"O que eu aprendi", por Francis Ford Coppola


A revista Esquire tem uma sessão bem interessante chamada “What I´ve learned”, onde diversas celebridades soltam frases aleatórias sobre suas carreiras, experiências e memórias em geral. Gostei da do Coppola e traduzo livremente abaixo alguns trechos:

Quando eu tinha 16 ou 17 anos, Eu queria ser um escritor. Eu queria ser um dramaturgo. Mas tudo o que eu escrevia era fraco. E eu consigo me lembrar de adormecer chorando porque eu não tinha talento que eu queria ter.

Você já assistiu Rushmore (Três é demais, de Wes Anderson)? Eu era como aquele garoto.

Eu tinha vinho na mesa o tempo todo. Mesmo quando criança a gente podia tomar. Nós misturávamos com gengibirra ou soda.

Eu fiz algo terrível pro meu pai.

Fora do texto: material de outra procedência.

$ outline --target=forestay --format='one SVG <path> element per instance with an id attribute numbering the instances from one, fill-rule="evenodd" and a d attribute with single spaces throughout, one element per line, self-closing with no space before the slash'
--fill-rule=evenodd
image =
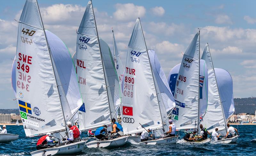
<path id="1" fill-rule="evenodd" d="M 210 49 L 206 44 L 202 55 L 202 59 L 205 60 L 208 69 L 209 82 L 208 105 L 203 121 L 201 123 L 210 132 L 218 127 L 220 130 L 226 129 L 225 118 L 221 105 L 216 77 Z"/>
<path id="2" fill-rule="evenodd" d="M 128 45 L 122 84 L 122 117 L 125 134 L 162 128 L 161 114 L 139 19 Z"/>
<path id="3" fill-rule="evenodd" d="M 19 21 L 16 97 L 26 136 L 65 129 L 50 52 L 38 6 L 27 0 Z"/>
<path id="4" fill-rule="evenodd" d="M 111 117 L 100 49 L 90 1 L 88 2 L 77 34 L 75 65 L 85 107 L 83 111 L 78 111 L 78 118 L 80 128 L 85 130 L 104 124 L 110 124 Z"/>

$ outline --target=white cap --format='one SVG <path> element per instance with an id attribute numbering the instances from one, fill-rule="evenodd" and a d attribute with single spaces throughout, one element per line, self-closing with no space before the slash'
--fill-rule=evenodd
<path id="1" fill-rule="evenodd" d="M 72 125 L 72 124 L 71 123 L 71 122 L 70 121 L 68 121 L 68 122 L 67 123 L 67 125 L 68 125 L 68 126 L 71 126 Z"/>

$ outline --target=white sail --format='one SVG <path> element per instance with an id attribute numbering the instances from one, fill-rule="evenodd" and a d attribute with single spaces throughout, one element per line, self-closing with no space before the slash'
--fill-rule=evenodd
<path id="1" fill-rule="evenodd" d="M 233 82 L 229 73 L 222 69 L 214 68 L 219 92 L 225 118 L 227 121 L 235 112 Z"/>
<path id="2" fill-rule="evenodd" d="M 27 0 L 19 21 L 17 101 L 26 136 L 65 129 L 50 51 L 37 2 Z"/>
<path id="3" fill-rule="evenodd" d="M 88 2 L 77 33 L 75 65 L 84 112 L 79 111 L 81 130 L 109 124 L 110 110 L 94 14 Z"/>
<path id="4" fill-rule="evenodd" d="M 226 122 L 224 116 L 219 92 L 216 80 L 214 69 L 208 44 L 206 44 L 201 58 L 205 60 L 208 69 L 208 105 L 207 110 L 201 121 L 204 127 L 211 132 L 218 127 L 219 129 L 226 129 Z"/>
<path id="5" fill-rule="evenodd" d="M 199 98 L 199 33 L 194 37 L 182 58 L 176 82 L 172 112 L 177 129 L 195 128 L 198 124 Z"/>
<path id="6" fill-rule="evenodd" d="M 162 120 L 139 19 L 128 45 L 122 84 L 122 126 L 125 134 L 161 128 Z"/>
<path id="7" fill-rule="evenodd" d="M 118 79 L 119 81 L 119 85 L 120 89 L 122 88 L 122 80 L 123 79 L 123 76 L 124 74 L 124 67 L 123 66 L 123 64 L 121 61 L 121 58 L 120 55 L 117 50 L 117 47 L 116 46 L 116 39 L 115 38 L 114 31 L 112 30 L 112 33 L 113 34 L 113 45 L 114 46 L 114 60 L 115 61 L 115 65 L 116 66 L 116 73 L 118 76 Z M 119 94 L 116 94 L 115 97 L 115 108 L 116 109 L 116 107 L 119 105 L 119 104 L 122 102 L 122 98 L 123 94 L 122 90 L 120 90 Z"/>

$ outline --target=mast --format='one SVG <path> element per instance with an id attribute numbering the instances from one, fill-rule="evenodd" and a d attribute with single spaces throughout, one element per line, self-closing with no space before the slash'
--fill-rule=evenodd
<path id="1" fill-rule="evenodd" d="M 104 74 L 104 78 L 105 79 L 105 84 L 106 85 L 106 89 L 107 90 L 107 94 L 108 96 L 108 108 L 109 108 L 109 113 L 110 113 L 110 120 L 112 119 L 112 115 L 111 113 L 111 110 L 110 108 L 110 103 L 109 103 L 109 98 L 108 97 L 108 86 L 107 85 L 107 82 L 106 80 L 106 76 L 105 75 L 105 71 L 104 70 L 104 65 L 103 63 L 103 59 L 102 57 L 102 54 L 101 54 L 101 50 L 100 49 L 100 40 L 99 39 L 99 35 L 98 34 L 98 31 L 97 29 L 97 26 L 96 25 L 96 21 L 95 20 L 95 16 L 94 15 L 94 11 L 93 11 L 93 7 L 92 6 L 92 0 L 91 0 L 91 2 L 92 3 L 92 12 L 93 14 L 93 18 L 94 18 L 94 22 L 95 23 L 95 27 L 96 28 L 96 32 L 97 33 L 97 39 L 98 40 L 98 43 L 99 43 L 99 47 L 100 48 L 100 57 L 101 58 L 101 63 L 102 63 L 102 66 L 103 68 L 103 73 Z M 112 122 L 111 122 L 111 125 L 112 124 Z"/>
<path id="2" fill-rule="evenodd" d="M 223 117 L 224 118 L 224 122 L 225 123 L 225 128 L 226 129 L 226 132 L 227 132 L 227 121 L 226 121 L 226 117 L 225 116 L 225 114 L 224 113 L 224 110 L 223 110 L 223 107 L 222 106 L 222 102 L 221 102 L 221 99 L 220 98 L 220 91 L 219 89 L 219 87 L 218 87 L 218 83 L 217 83 L 217 79 L 216 78 L 216 75 L 215 74 L 215 71 L 214 69 L 214 67 L 213 67 L 213 64 L 212 63 L 212 56 L 211 55 L 211 52 L 210 52 L 210 48 L 209 48 L 209 45 L 208 43 L 207 43 L 207 45 L 208 46 L 208 49 L 209 50 L 209 53 L 210 54 L 210 57 L 211 57 L 211 60 L 212 61 L 212 68 L 213 69 L 213 72 L 214 72 L 214 76 L 215 77 L 215 80 L 216 81 L 216 84 L 217 85 L 217 88 L 218 89 L 218 92 L 219 92 L 219 97 L 220 98 L 220 105 L 221 106 L 221 110 L 222 110 L 222 113 L 223 114 Z"/>
<path id="3" fill-rule="evenodd" d="M 36 5 L 37 6 L 37 8 L 38 9 L 38 10 L 39 12 L 39 15 L 40 16 L 40 18 L 41 19 L 41 21 L 42 22 L 42 26 L 43 26 L 43 30 L 44 31 L 44 36 L 45 37 L 45 40 L 46 40 L 46 44 L 47 45 L 47 47 L 48 48 L 48 51 L 49 51 L 49 54 L 50 55 L 50 59 L 51 59 L 51 62 L 52 63 L 52 70 L 53 72 L 53 74 L 54 74 L 54 78 L 55 79 L 55 81 L 56 82 L 56 84 L 57 85 L 57 90 L 58 91 L 58 95 L 59 95 L 59 98 L 60 99 L 60 105 L 61 105 L 61 110 L 62 111 L 62 113 L 63 115 L 63 117 L 64 118 L 64 122 L 65 124 L 65 128 L 66 129 L 66 132 L 68 133 L 68 129 L 67 128 L 67 126 L 66 126 L 66 125 L 67 124 L 67 123 L 66 123 L 66 119 L 65 118 L 65 115 L 64 114 L 64 111 L 63 110 L 63 108 L 62 108 L 62 103 L 61 103 L 61 100 L 60 100 L 60 91 L 59 90 L 59 87 L 58 87 L 58 84 L 57 83 L 57 80 L 56 79 L 56 75 L 55 74 L 55 72 L 54 71 L 54 69 L 53 68 L 53 65 L 52 63 L 52 53 L 51 52 L 51 51 L 50 50 L 50 48 L 49 46 L 49 45 L 48 44 L 48 42 L 47 41 L 47 37 L 46 36 L 46 34 L 45 33 L 45 31 L 44 29 L 44 24 L 43 23 L 43 20 L 42 20 L 42 17 L 41 16 L 41 13 L 40 12 L 40 10 L 39 9 L 39 7 L 38 5 L 38 3 L 37 3 L 37 0 L 36 0 Z"/>
<path id="4" fill-rule="evenodd" d="M 148 56 L 148 48 L 147 47 L 147 44 L 146 44 L 146 42 L 145 41 L 145 38 L 144 37 L 144 34 L 143 33 L 143 30 L 142 29 L 142 27 L 141 27 L 141 24 L 140 23 L 140 18 L 139 18 L 139 20 L 140 21 L 140 28 L 141 29 L 141 31 L 142 32 L 142 35 L 143 36 L 143 38 L 144 39 L 144 42 L 145 43 L 145 46 L 146 47 L 146 50 L 147 51 L 147 53 L 148 54 L 148 60 L 149 61 L 149 65 L 150 66 L 150 69 L 151 70 L 151 73 L 152 74 L 152 77 L 153 78 L 153 82 L 154 82 L 154 86 L 155 86 L 155 89 L 156 90 L 156 98 L 157 98 L 157 103 L 158 103 L 158 107 L 159 108 L 159 111 L 160 112 L 160 115 L 161 116 L 161 120 L 162 121 L 162 123 L 163 123 L 164 121 L 163 121 L 163 118 L 162 118 L 162 114 L 161 113 L 161 110 L 160 109 L 160 105 L 159 104 L 159 99 L 158 98 L 158 96 L 157 96 L 157 93 L 156 92 L 156 83 L 155 82 L 155 79 L 154 79 L 154 76 L 153 76 L 153 71 L 152 70 L 152 67 L 151 66 L 151 62 L 150 61 L 150 59 L 149 59 L 149 57 Z M 163 127 L 164 128 L 163 125 L 162 124 Z"/>

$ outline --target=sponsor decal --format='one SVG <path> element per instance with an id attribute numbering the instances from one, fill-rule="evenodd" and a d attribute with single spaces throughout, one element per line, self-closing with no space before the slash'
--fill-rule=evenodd
<path id="1" fill-rule="evenodd" d="M 20 96 L 20 97 L 21 98 L 23 98 L 23 94 L 21 92 L 19 93 L 19 96 Z"/>
<path id="2" fill-rule="evenodd" d="M 39 110 L 39 108 L 37 107 L 34 107 L 33 108 L 33 112 L 34 112 L 35 114 L 37 116 L 39 116 L 41 114 L 41 112 Z"/>
<path id="3" fill-rule="evenodd" d="M 127 107 L 126 106 L 123 106 L 123 114 L 125 115 L 133 116 L 132 113 L 132 107 Z"/>
<path id="4" fill-rule="evenodd" d="M 27 114 L 24 112 L 22 112 L 20 111 L 20 116 L 23 118 L 25 119 L 27 119 L 28 118 L 27 117 Z M 24 120 L 24 119 L 22 119 L 22 121 Z"/>
<path id="5" fill-rule="evenodd" d="M 134 119 L 133 118 L 124 117 L 123 118 L 123 121 L 124 122 L 127 123 L 134 123 Z"/>
<path id="6" fill-rule="evenodd" d="M 20 107 L 20 111 L 32 114 L 31 111 L 31 105 L 30 104 L 19 100 L 19 106 Z"/>

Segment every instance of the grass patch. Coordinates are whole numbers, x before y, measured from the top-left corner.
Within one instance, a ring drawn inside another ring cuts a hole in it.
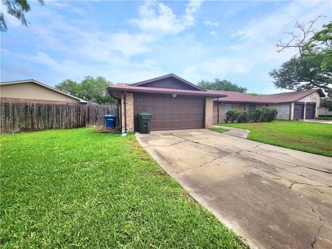
[[[133,134],[82,128],[0,139],[3,248],[241,248]]]
[[[316,119],[320,120],[332,120],[332,117],[318,117]]]
[[[223,132],[228,131],[229,131],[229,129],[228,129],[214,128],[214,127],[209,128],[209,129],[210,129],[210,131],[216,131],[216,132],[219,132],[219,133],[223,133]]]
[[[301,121],[219,124],[250,130],[254,141],[332,157],[332,126]]]

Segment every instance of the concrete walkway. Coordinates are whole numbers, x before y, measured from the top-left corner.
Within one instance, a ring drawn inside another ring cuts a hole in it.
[[[332,159],[205,129],[136,137],[252,248],[332,248]]]
[[[230,136],[236,136],[241,138],[247,138],[248,134],[249,134],[249,132],[250,132],[250,131],[243,129],[224,127],[221,125],[214,125],[213,127],[229,129],[228,131],[225,131],[223,133],[230,135]]]

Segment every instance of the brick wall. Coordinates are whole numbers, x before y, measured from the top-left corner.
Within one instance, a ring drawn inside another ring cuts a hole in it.
[[[133,132],[133,96],[127,93],[126,95],[127,132]],[[124,93],[121,94],[121,118],[122,132],[124,131]]]
[[[71,101],[58,101],[58,100],[33,100],[33,99],[23,99],[16,98],[0,98],[0,102],[7,103],[27,103],[27,104],[80,104],[80,102]]]
[[[205,99],[205,128],[212,127],[213,124],[213,98],[207,97]]]

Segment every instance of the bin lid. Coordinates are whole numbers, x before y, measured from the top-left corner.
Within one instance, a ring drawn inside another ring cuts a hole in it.
[[[148,112],[141,112],[139,116],[152,116],[152,113],[148,113]]]

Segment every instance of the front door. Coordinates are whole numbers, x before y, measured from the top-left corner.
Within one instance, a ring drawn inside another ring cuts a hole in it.
[[[314,119],[316,105],[313,104],[306,104],[306,119]]]

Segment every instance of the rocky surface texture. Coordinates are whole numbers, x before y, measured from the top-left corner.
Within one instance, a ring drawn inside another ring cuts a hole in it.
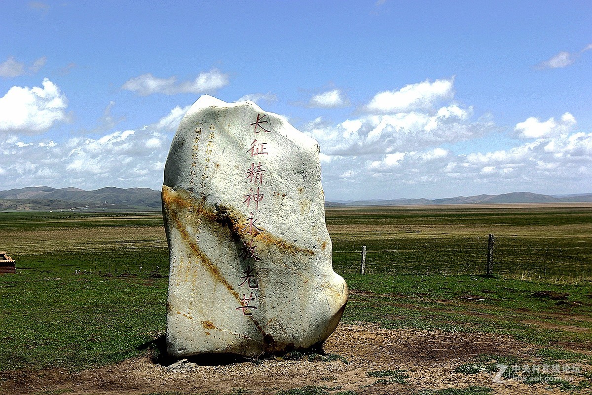
[[[332,267],[318,152],[252,102],[202,96],[188,111],[162,189],[170,355],[254,357],[335,329],[348,293]]]

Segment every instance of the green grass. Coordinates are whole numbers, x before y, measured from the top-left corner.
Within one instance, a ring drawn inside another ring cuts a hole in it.
[[[477,231],[486,237],[490,230],[503,235],[506,229],[509,235],[530,241],[546,235],[548,242],[555,242],[551,240],[554,237],[570,254],[578,252],[557,270],[579,267],[581,262],[592,266],[592,253],[587,249],[592,248],[590,209],[464,210],[328,210],[327,219],[337,249],[351,248],[352,240],[382,249],[398,249],[404,242],[412,257],[415,247],[445,251],[447,245],[457,245],[462,249]],[[153,342],[165,331],[168,278],[150,275],[168,272],[159,213],[0,213],[0,249],[16,259],[18,268],[16,275],[0,276],[0,365],[80,370],[155,352],[150,351]],[[439,244],[445,239],[453,244]],[[570,249],[582,243],[588,246]],[[484,253],[480,251],[479,256]],[[523,250],[515,255],[520,254],[520,262],[536,258]],[[563,349],[565,344],[592,348],[592,331],[561,329],[566,325],[592,328],[589,321],[569,319],[592,314],[589,283],[436,274],[432,269],[440,264],[439,256],[430,252],[401,261],[399,265],[408,266],[402,271],[407,274],[342,272],[354,293],[343,320],[391,329],[511,335],[543,346],[538,357],[547,359],[582,360],[583,354]],[[371,258],[371,269],[372,262]],[[392,268],[391,263],[383,271]],[[339,266],[339,259],[336,264]],[[459,269],[466,262],[447,264]],[[432,274],[413,274],[423,270],[422,265]],[[112,277],[105,277],[107,273]],[[568,296],[566,300],[533,296],[540,291]],[[466,296],[484,300],[463,298]]]
[[[494,272],[558,282],[592,280],[592,208],[330,208],[338,272],[480,274],[488,233]]]
[[[446,388],[442,390],[424,390],[416,395],[488,395],[493,390],[488,387],[471,386],[466,388]]]

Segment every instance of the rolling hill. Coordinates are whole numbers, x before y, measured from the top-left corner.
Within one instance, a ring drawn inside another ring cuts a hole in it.
[[[442,199],[405,199],[327,201],[327,207],[366,205],[420,205],[442,204],[553,203],[592,202],[592,194],[551,196],[530,192],[500,195],[457,196]],[[85,191],[73,187],[56,189],[34,187],[0,191],[3,211],[160,211],[160,191],[149,188],[123,189],[106,187]]]

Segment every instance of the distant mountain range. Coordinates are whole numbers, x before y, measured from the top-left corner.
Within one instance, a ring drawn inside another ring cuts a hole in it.
[[[501,195],[458,196],[443,199],[394,199],[327,201],[328,207],[367,205],[419,205],[511,203],[569,203],[592,202],[592,193],[551,196],[529,192]],[[69,187],[56,189],[35,187],[0,191],[1,211],[160,211],[160,191],[149,188],[115,187],[96,191]]]
[[[511,203],[570,203],[592,202],[592,193],[569,195],[564,197],[533,194],[530,192],[513,192],[501,195],[457,196],[443,199],[394,199],[389,200],[356,200],[348,202],[327,202],[327,207],[360,205],[423,205],[438,204],[477,204]]]
[[[35,187],[0,191],[4,211],[159,211],[160,191],[149,188],[115,187],[96,191],[69,187]]]

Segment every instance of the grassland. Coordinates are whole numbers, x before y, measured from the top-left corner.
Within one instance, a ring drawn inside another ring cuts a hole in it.
[[[352,292],[344,322],[510,335],[542,350],[533,358],[590,358],[592,207],[329,209],[327,222],[345,252],[334,256]],[[489,233],[491,278],[475,274]],[[77,370],[156,347],[168,271],[159,214],[0,213],[0,234],[18,267],[0,277],[2,371]]]

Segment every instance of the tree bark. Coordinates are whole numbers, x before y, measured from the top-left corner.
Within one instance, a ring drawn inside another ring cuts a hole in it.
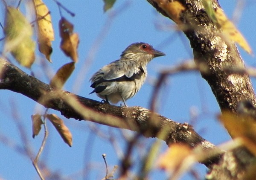
[[[229,110],[236,114],[240,102],[244,100],[255,106],[255,94],[248,75],[224,70],[243,68],[244,61],[235,43],[225,37],[208,17],[201,0],[147,0],[178,24],[190,41],[196,64],[208,67],[207,71],[201,71],[201,75],[211,87],[222,111]],[[221,8],[218,0],[212,1],[214,8]],[[176,11],[178,13],[174,13]],[[245,148],[229,151],[212,167],[207,178],[243,179],[252,160],[255,158]]]
[[[183,143],[193,148],[211,150],[212,153],[210,153],[209,158],[201,162],[209,167],[222,156],[223,152],[187,123],[176,122],[142,107],[116,106],[54,89],[1,58],[0,66],[0,89],[20,93],[46,108],[60,112],[67,118],[130,130],[147,137],[163,139],[168,145]]]

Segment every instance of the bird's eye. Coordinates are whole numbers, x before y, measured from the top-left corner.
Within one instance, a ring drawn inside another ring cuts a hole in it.
[[[146,49],[147,47],[148,47],[148,46],[145,44],[143,44],[142,46],[143,49]]]

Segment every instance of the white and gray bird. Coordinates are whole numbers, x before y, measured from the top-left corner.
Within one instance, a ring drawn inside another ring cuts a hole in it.
[[[146,66],[153,58],[165,55],[150,45],[134,43],[122,53],[119,59],[103,67],[91,78],[90,87],[105,100],[116,104],[134,96],[140,90],[147,76]]]

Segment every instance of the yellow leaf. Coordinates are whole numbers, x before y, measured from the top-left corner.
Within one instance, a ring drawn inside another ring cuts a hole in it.
[[[223,112],[219,119],[233,139],[241,138],[242,144],[256,155],[256,121],[246,116]]]
[[[158,6],[162,9],[168,17],[177,24],[180,24],[180,13],[185,10],[186,8],[178,0],[173,1],[162,0],[154,0]]]
[[[214,9],[210,0],[204,0],[203,3],[208,16],[222,29],[223,33],[229,39],[238,43],[248,53],[252,54],[252,50],[246,40],[233,23],[227,17],[222,9],[220,8]]]
[[[12,7],[6,8],[4,32],[5,51],[12,55],[22,66],[30,68],[35,61],[35,42],[32,29],[23,15]]]
[[[53,125],[64,142],[71,147],[72,134],[67,127],[64,124],[62,119],[54,114],[47,114],[46,117]]]
[[[31,116],[31,119],[32,119],[32,131],[33,132],[32,137],[33,137],[33,138],[35,138],[35,136],[37,136],[40,132],[41,125],[43,124],[43,121],[41,119],[41,115],[38,114]]]
[[[62,17],[59,22],[59,28],[61,38],[61,48],[66,55],[70,57],[74,61],[77,61],[79,38],[77,33],[73,33],[73,25]]]
[[[173,144],[160,157],[158,167],[167,171],[175,171],[180,168],[183,160],[191,154],[191,150],[188,145]]]
[[[75,69],[75,63],[66,64],[58,69],[50,82],[53,87],[61,89]]]
[[[54,32],[51,15],[47,6],[42,0],[34,0],[34,5],[38,27],[38,42],[39,51],[52,62],[52,41],[54,40]]]

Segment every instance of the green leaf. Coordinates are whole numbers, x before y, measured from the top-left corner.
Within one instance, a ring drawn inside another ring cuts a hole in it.
[[[6,8],[4,32],[5,52],[10,52],[23,66],[30,68],[35,61],[35,43],[32,40],[32,29],[20,11],[12,7]]]
[[[112,8],[116,2],[116,0],[103,0],[103,1],[105,3],[104,7],[104,12],[106,12]]]
[[[217,23],[218,20],[215,16],[215,12],[212,4],[212,1],[211,0],[203,0],[202,2],[203,5],[204,7],[204,10],[208,16],[213,22]]]

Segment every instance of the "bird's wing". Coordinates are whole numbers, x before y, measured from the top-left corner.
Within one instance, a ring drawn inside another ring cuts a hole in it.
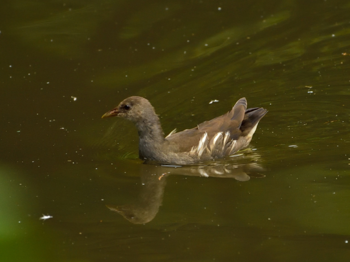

Quando tinha 12 ou 13 anos, eu trabalhava no correio. E eu sabia que o nome do chefão do departamento de música da Paramount era Louis Lipstone. Então eu escrevi “Querido Senhor Coppola: Nós o selecionamos para escrever uma trilha sonora. Por favor venha para Los Angeles imediatamente para começar o serviço. Sinceramente, Louis Lipstone”. E eu entreguei de bicicleta. Meu pai ficou tão feliz. Então tive que contar que era mentira. Ele ficou furioso. Naqueles tempos, crianças apanhavam. Com cinto. Eu sei por que eu fiz aquilo: Eu queria que ele recebesse aquele telegrama. Nós fazemos boas que são ruins.

Pessoas acham que o pior filme que eu fiz foi Jack. Mas hoje, quando eu vejo os filmes que fiz, Jack é um dos melhores. Ninguém sabe disso. Se as pessoas o odeiam, elas odeiam. Eu só queria trabalhar com o Robin Williams.

Eu nunca fui desleixado com o dinheiro dos outros. Só com o meu. Porque eu acho que posso.

Eu tenho mais imaginação fértil que eu tenho talento. Eu cozinho idéias. É apenas uma característica.

Eu admiro muito pessoas como Woody Allen, que todo ano escrevem um roteiro original. É impressionante. Eu sempre quis poder fazer isso.

Fazer bem feito é ser abundande. Essa é minha tendência. Se eu cozinho uma refeição, eu cozinho muito e muitas coisas. Eu estava vendo um filme do Cecil B. DeMille noite passada baseado em Cleopatra e eu percebi quantas partes da história real ele deixou de lado. Muito da arte de filmar é fazer menos. Aspirar o menos.

Você tem que enxergar as coisas de acordo com sua expectativa de vida.

O final estava claro e Michael se corrompeu. Tinha acabado. Então não entendi porque quiseram fazer outro Poderoso Chefão.

Nunca assisti Os Sopranos. Eu não tenho interesse na máfia.

Alguns expectadores adoram ficar até o final das projeções e ver todos os nomes dos créditos. Estariam procurando parentes?

O que eu deveria fazer agora? Eu poderia fazer algo mais ambicioso. Ou menos. Melhor menos. Para mim menos ambicioso é mais ambicioso.